More examples in EXAMPLES.md

Usage Modes

Single Mode

Processes individual files by specifying direct file paths:

tigre <command> single --gff-in input.gff3 --gff-out output.gff3 [options]
Flag Description clean extract getfasta
--gff-in Input GFF3 file path
--gff-out Output GFF3 file path
--fasta-in Input FASTA file path
--fasta-out Output FASTA file path

Multiple Mode

The multiple mode allows TIGRE to process batches of files indexed by the input TSV file containing accession numbers. For each accession, TIGRE builds the expected file paths using suffixes and extensions. Each command has its own default suffixes and extensions, which are applied automatically unless the user overrides them.

TSV format:

The TSV must have a column with accession numbers. By default, the column name is AN, but it can be changed with the --an-column flag. Example:

AN          other_columns
NC_123456.1   ...
NC_999999.1   ...

Input organization requirement:

The TSV file and the accession-number folders must be located in the same directory. Each folder must be named exactly after the corresponding accession number from the TSV.

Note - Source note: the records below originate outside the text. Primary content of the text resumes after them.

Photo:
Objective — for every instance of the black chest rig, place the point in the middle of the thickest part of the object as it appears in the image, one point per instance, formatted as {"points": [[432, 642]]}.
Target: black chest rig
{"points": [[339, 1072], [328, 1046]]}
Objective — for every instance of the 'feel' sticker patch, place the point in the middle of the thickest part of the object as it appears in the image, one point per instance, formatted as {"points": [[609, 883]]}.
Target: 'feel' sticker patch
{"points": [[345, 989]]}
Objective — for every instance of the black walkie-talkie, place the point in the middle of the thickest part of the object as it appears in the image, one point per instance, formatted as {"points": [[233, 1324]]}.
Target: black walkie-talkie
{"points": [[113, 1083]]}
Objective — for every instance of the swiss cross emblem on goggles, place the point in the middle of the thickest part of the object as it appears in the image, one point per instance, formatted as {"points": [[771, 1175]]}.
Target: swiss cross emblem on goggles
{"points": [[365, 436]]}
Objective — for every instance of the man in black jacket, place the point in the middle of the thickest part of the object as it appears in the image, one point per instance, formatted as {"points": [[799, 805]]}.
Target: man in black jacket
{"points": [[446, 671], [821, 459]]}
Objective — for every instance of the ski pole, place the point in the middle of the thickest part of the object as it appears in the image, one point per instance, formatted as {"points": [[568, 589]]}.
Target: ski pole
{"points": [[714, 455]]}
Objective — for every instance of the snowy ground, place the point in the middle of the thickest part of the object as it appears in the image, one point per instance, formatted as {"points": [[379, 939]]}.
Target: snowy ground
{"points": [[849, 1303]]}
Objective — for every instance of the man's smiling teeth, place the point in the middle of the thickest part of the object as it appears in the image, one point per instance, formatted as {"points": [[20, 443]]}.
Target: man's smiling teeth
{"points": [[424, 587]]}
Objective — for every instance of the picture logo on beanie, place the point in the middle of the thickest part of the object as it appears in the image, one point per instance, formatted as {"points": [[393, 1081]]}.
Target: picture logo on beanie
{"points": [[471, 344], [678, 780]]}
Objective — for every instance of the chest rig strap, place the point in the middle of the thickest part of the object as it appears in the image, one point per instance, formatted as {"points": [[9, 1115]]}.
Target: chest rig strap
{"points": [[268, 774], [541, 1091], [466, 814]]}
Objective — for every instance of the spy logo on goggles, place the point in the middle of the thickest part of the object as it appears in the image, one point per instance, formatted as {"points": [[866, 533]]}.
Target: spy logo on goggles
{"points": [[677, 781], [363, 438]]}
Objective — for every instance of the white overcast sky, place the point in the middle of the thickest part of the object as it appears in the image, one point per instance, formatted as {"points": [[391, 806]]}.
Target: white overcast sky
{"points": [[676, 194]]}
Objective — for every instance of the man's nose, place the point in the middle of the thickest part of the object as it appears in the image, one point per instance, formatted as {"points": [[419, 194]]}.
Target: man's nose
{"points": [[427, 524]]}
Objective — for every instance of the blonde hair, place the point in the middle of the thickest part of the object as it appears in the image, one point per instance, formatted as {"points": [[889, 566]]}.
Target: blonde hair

The file paths are constructed as:

<AN>/<AN><suffix><extension>

Using the example above, the corresponding folder structure should look like this:

your_project/
├──example.tsv
├── NC_123456.1/
│   ├── NC_123456.1.gff3
│   └── NC_123456.1.fasta (if applicable)
└── NC_999999.1/
    ├── NC_999999.1.gff3
    └── NC_999999.1.fasta (if applicable)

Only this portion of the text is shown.